Natural do município de Puxinanã, na Região Metropolitana de Campina Grande, na Paraíba, Marcos precisou abdicar dos estudos para garantir aos pais melhores condições de vida. Ele relata que, por ser o irmão mais velho entre oito filhos, sentia a obrigação de mudar o rumo da família. Aos 12 anos deixou os parentes e mudou-se para o Recife, em busca de trabalho e de um futuro mais estruturado. E foi justamente como porteiro que ele encontrou a garantia de um emprego digno, com a estabilidade financeira de que precisava.
“Me realizei como porteiro porque, com esta profissão, conquistei muitos amigos, pelo histórico que tenho. Aqui no Edifício Príncipe de Bourbon, tenho amizades muito bonitas. Costumo dizer sempre que não tenho patrão, tenho amigos. Sem falar que foi como porteiro que eu consegui me casar com minha esposa, com quem estou junto há 34 anos, educar cinco filhos e formar minhas quatro filhas na faculdade. Construí duas casas e sempre fui muito feliz”, pontua Marcos.

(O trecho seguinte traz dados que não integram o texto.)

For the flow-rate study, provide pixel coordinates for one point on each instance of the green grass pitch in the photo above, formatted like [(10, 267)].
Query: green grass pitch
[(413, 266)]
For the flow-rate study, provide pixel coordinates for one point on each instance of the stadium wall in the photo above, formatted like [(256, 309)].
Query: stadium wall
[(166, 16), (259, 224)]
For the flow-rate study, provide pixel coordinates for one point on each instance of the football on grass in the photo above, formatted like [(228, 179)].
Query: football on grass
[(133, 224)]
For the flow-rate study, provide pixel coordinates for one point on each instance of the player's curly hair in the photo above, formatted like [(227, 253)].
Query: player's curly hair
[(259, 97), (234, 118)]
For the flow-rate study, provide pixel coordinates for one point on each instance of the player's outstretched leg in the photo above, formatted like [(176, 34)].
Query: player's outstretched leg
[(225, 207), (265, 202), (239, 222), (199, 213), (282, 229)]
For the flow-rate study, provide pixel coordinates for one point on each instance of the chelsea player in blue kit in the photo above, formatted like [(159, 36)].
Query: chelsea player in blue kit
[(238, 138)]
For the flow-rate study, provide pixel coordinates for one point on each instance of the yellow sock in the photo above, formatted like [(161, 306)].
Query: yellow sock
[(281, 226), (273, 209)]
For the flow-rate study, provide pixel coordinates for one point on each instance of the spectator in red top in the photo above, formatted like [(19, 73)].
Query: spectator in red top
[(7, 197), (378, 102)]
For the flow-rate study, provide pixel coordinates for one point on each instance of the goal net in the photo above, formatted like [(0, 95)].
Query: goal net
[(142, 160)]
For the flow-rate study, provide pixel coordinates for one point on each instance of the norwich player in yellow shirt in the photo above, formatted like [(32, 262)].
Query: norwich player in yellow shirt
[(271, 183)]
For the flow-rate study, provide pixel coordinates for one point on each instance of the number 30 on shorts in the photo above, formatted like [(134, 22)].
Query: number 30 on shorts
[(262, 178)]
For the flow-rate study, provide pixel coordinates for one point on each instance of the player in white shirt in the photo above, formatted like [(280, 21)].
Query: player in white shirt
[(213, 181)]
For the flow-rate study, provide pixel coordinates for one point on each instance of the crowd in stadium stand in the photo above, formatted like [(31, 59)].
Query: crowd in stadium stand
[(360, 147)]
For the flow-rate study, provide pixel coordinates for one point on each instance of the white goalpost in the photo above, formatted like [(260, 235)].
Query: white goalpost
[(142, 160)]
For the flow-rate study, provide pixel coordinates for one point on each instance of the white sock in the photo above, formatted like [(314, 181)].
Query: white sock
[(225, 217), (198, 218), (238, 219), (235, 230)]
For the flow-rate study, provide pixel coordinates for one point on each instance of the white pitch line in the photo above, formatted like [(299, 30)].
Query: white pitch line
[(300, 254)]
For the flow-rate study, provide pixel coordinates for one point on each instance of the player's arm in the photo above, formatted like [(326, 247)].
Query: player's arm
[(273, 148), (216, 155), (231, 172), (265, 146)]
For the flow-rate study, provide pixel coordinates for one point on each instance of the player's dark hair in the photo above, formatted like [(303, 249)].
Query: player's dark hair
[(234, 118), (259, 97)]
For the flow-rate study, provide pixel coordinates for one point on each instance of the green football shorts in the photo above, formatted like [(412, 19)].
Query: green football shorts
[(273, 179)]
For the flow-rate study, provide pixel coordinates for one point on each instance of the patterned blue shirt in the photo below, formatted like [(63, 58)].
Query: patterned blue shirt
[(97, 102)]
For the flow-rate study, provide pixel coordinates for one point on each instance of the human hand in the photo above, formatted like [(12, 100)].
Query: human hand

Presidente do Sindicato dos Empregados em Condomínios de Pernambuco (Sieec-PE) e vereador do Recife, Rinaldo Júnior comenta que Marcos é um dos muitos trabalhadores do Estado que merecem maior visibilidade. Incluídos na categoria de profissionais essenciais durante a pandemia do novo coronavírus, Rinaldo aponta que as atividades desempenhadas pelos porteiros são fundamentais e se evidenciaram ainda mais neste período de isolamento social.
“Os trabalhadores de condomínio saem de casa para trabalhar incansavelmente todos os dias. É um trabalho muitas vezes invisível aos moradores dos prédios, porém, neste momento, está mais do que evidenciado que esta categoria foi e é fundamental para o bom funcionamento dos condomínios”, esclarece Rinaldo.

RESGUARDO SINDICAL – O porteiro Marcos Antônio, de acordo com o Siecc-PE, se soma aos quase 30 mil porteiros registrados na Região Metropolitana do Recife. Se ampliarmos os dados para todo o Estado, esse número sobe para 34 mil trabalhadores. Rinaldo explica que os dados só corroboram o peso da categoria, fortalecendo ainda mais o sindicato, que lutou pelo reconhecimento da data desta terça. “A gente enxergou que, no calendário oficial do Recife, não existia nenhum dia que fizesse alusão aos trabalhadores de condomínio. Por isso, sugerimos essa pauta, que foi aprovada por unanimidade, no plenário da Câmara Municipal. Assim, aprovamos o dia 9 de junho como Dia Municipal do Porteiro”.
Baseada nos avanços trabalhistas que o sindicato garante à categoria anualmente durante as convenções coletivas, a advogada do Sieec-PE, Marcelle Pereira, pontua a importância dos trabalhadores em condomínio estarem sindicalizados – é dessa maneira que o profissional pode contar com todo o resguardo da categoria como, por exemplo, apoio jurídico em caso de necessidade.

“O Sieec-PE é um sindicato pró-ativo e atento a todas as inovações legislativas que foram trazidas a partir das reformas trabalhista e previdenciária. O nosso intuito sempre foi salvaguardar os direitos de todos os trabalhadores, com o objetivo de preservar a manutenção de alguns direitos que foram suprimidos com a interferência dessas reformas. Um grande exemplo disso é o pagamentos dos feriados para quem trabalha na escala 12h/36h. A reforma trabalhista suprimiu esse direito, mas o sindicato, através de duras negociações coletivas, conseguiu manter o pagamento desse benefício”, conclui.